I vividly remember 1991. It was the year in which USSR collapsed. I still remember the split-second intense pain that I felt in disbelief, as if a great revered figure was hurt, when I read in Telugu newspapers in my rural village that Lenin statues were being dragged in streets and people were hitting those statues with their shoes. Some even spat on him, I read. I could not fathom it. How in the world any human, let alone residents of the so-called paradise on earth, can treat a great man Lenin like how it was described in those papers? I had a totally different mindset back then. I grew up in south, learning about world through the writings that were slanted left. I was never a radical by any definition, but I could see the point in the argument from an intellect perspective. Not because I was in the so-called lower-middle-class strata of society or more aptly put higher-poor-class, but because of compelling moral case that I found in those writings of various op-eds. The heck, even learning real physics had to come from "Nithya jeevitam lo bhoutika sastram" (నిత్యజీవితం లో భౌతిక శాస్త్రం) by soviet author Yarkov :) 

Ultimately when Berlin wall fell down, I did not know that in few more years, I would be working for a German company which not only participated in demolition of wall with its cemented carbide tools, but also would proudly display the small relics of that wall in show-cases across their plush front-offices around the world, and I would be walking past daily and looking at them with wonder, pondering about the unseen walls behind which my early formative years were shaping up. 

Nothing would take me back to myself and to the world that has left long ago for good, as much as standing at Berlin Wall or in Tiananmen Square (that I am yet to visit). To me it would be a sort of an emotional closure of the past, to give that one final wave off to a world that has promised the manifestation of humanity's best ideals but never came close to fulfilling them, cursed by humanity's own worst practices.
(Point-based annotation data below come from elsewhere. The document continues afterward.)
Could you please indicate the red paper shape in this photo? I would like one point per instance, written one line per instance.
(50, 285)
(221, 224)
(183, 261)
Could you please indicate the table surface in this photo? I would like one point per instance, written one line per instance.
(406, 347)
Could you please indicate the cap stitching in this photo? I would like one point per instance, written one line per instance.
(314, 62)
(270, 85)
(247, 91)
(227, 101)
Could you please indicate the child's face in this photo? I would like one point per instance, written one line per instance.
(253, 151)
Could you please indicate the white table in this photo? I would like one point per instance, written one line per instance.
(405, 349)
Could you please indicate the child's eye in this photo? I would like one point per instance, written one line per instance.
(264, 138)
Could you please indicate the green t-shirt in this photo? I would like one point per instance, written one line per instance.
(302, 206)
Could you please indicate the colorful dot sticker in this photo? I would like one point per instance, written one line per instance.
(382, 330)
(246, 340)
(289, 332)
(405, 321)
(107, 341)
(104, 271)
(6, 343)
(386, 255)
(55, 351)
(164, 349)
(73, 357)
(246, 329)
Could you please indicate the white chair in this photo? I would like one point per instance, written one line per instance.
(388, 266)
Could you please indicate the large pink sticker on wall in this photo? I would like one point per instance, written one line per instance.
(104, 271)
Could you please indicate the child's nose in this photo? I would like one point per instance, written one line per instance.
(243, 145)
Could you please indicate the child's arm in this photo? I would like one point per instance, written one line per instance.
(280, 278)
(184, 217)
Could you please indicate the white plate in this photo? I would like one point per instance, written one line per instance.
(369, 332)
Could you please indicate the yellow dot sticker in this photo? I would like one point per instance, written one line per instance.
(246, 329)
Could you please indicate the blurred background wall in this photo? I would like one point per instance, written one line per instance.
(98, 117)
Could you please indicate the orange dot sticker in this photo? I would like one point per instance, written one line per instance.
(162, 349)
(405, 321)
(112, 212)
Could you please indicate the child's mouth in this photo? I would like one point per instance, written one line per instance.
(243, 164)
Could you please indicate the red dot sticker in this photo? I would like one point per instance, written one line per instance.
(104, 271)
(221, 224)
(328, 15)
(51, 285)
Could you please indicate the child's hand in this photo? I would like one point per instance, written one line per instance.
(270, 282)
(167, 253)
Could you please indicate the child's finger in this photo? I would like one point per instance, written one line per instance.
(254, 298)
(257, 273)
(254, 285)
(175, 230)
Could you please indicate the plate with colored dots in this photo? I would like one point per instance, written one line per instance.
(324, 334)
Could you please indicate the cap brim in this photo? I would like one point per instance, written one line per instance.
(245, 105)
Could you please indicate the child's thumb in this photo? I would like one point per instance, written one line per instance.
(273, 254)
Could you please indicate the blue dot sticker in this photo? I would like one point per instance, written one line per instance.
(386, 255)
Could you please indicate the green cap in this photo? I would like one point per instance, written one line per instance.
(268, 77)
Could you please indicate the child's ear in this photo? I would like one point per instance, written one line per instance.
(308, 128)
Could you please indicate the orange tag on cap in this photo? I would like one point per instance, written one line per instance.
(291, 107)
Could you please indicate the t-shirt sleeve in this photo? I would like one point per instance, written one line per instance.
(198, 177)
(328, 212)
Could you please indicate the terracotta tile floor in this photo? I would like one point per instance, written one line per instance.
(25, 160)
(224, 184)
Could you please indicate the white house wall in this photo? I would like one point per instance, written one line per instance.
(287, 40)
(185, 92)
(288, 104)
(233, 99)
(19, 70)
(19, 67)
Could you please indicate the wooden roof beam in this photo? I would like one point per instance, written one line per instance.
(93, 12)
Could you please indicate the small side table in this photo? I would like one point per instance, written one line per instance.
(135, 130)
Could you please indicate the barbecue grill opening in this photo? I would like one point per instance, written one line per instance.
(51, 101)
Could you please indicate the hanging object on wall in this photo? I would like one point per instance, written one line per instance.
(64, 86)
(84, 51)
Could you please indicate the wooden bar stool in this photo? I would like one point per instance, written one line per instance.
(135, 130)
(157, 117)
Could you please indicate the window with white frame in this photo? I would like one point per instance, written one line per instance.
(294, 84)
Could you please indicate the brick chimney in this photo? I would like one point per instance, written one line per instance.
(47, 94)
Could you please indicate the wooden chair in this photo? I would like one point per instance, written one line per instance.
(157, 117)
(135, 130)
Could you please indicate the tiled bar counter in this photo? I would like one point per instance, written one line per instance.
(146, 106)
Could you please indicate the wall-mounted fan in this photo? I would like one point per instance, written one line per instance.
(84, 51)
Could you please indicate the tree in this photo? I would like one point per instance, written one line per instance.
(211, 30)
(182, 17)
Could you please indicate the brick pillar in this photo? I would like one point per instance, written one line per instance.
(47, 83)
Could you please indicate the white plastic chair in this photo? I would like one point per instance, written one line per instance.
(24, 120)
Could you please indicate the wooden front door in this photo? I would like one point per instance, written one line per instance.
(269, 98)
As much aching as it can be, and as much dramatic as it sounds, how melancholic and exhilarating, both at the same time would it be to play the real life Shakespearean's Hamlet standing on Berliner Mauer, contemplating to take that one final step to put both feet on West side forever? 

What else would be content enough, to exactly stand in a place where at once, the young man from 1989 dug down his both feet staring down the column of tanks in that square near Forbidden city? The image of that “tank-man” from an arguably the most powerful picture of 20th century was etched on to my mind and into my heart for an eternity. I would stand upside down to shake his hand, even if it is an imaginary one, as the fate of him remains a mystery to-date. 

This trip also took me to Paris and London. 

Oh London! Dear London!! Where would I begin and where would I end? May be I can start with couple of hours that we spent inside House of Commons watching Article 50 of Brexit being debated! 

London, my London! It would take a long time, so I stop here for now.